Мужчины поняли это одновременно.

Горгон, стиснув рукояти клювов, резко мотнул головой. Он не произнёс ни слова — лишь рванул вперёд с хищной решимостью. Марк и Оскар устремились следом, разгоняясь со всей скоростью, на которую были способны в замкнутом пространстве, забитом ржавыми откосами, свисающими проводами и кучками бетона. Их шаги слились в ритмичный дробный топот, усиленный акустикой тоннеля.

Позади уже слышались слаженные удары когтей и обшаркивающих конечностей — заражённые сползались со всех концов тоннеля, будто вода под уклон. Впереди оставался единственный шанс: прорваться насквозь, прежде чем вход окончательно захлопнется телами и клыками.

Горгон ещё не мог выбивать из строя самых ретивых тварей, расстояние между ними было пока слишком велико.

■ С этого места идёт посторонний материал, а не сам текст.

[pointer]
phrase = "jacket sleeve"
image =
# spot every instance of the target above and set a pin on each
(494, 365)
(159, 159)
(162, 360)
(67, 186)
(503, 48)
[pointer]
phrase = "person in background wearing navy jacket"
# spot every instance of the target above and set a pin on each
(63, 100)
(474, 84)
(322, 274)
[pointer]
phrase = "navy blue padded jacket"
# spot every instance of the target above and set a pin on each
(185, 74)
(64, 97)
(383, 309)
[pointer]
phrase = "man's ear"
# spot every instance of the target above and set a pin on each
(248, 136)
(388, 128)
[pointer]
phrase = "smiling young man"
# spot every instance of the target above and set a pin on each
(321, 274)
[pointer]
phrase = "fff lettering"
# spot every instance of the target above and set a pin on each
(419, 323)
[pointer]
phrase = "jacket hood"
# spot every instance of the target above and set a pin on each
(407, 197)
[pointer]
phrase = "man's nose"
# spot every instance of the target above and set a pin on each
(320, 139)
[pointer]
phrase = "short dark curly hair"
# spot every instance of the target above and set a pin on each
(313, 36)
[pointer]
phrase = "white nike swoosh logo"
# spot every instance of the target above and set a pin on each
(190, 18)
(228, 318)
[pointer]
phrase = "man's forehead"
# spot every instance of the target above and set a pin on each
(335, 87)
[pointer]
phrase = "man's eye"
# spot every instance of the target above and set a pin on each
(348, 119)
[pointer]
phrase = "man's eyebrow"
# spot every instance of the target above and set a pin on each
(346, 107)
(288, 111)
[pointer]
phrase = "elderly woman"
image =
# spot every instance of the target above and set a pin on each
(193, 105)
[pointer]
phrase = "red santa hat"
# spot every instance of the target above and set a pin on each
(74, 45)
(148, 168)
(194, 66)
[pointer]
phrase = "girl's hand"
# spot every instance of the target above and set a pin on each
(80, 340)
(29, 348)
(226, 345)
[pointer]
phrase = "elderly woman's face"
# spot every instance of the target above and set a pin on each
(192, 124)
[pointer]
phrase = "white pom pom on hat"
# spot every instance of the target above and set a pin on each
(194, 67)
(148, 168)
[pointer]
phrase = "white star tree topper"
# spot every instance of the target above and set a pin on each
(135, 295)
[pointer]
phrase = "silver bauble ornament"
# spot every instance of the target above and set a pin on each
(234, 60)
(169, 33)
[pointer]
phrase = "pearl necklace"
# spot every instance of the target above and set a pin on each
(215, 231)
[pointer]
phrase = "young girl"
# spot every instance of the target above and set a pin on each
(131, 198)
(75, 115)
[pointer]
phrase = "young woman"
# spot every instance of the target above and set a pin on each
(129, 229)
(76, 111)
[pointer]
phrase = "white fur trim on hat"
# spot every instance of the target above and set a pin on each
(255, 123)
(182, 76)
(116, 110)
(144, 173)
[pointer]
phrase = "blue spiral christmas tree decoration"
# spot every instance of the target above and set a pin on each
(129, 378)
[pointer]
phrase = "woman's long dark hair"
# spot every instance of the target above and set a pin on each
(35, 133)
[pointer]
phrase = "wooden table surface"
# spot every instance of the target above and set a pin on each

Тем временем Эйка, анализируя окружающую обстановку, выводила Марку и Оскару маршрут — линию движения, рассчитанную с точностью до миллиметра. Тоннель, хоть и казался беспорядочным, на деле был решёткой паттернов: там, где арматурные стержни создавали ловушки, где своды давали акустическое преимущество, где остатки пластика могли зацепиться за ногу Эйка заранее предупреждала о том, куда лучше всего двигаться каждому из них.

На их линзах вспыхивали стрелки, прорисованные контуры теней, замедленные траектории движения противника, словно сама Эйка стала невидимым командиром, ведя их сквозь хаос.

— Быстрее, иначе не успеем — прохрипел Горгон, больше себе, чем остальным.

И они побежали быстрее, чем когда-либо прежде.

Первыми людей достигли несколько бегунов.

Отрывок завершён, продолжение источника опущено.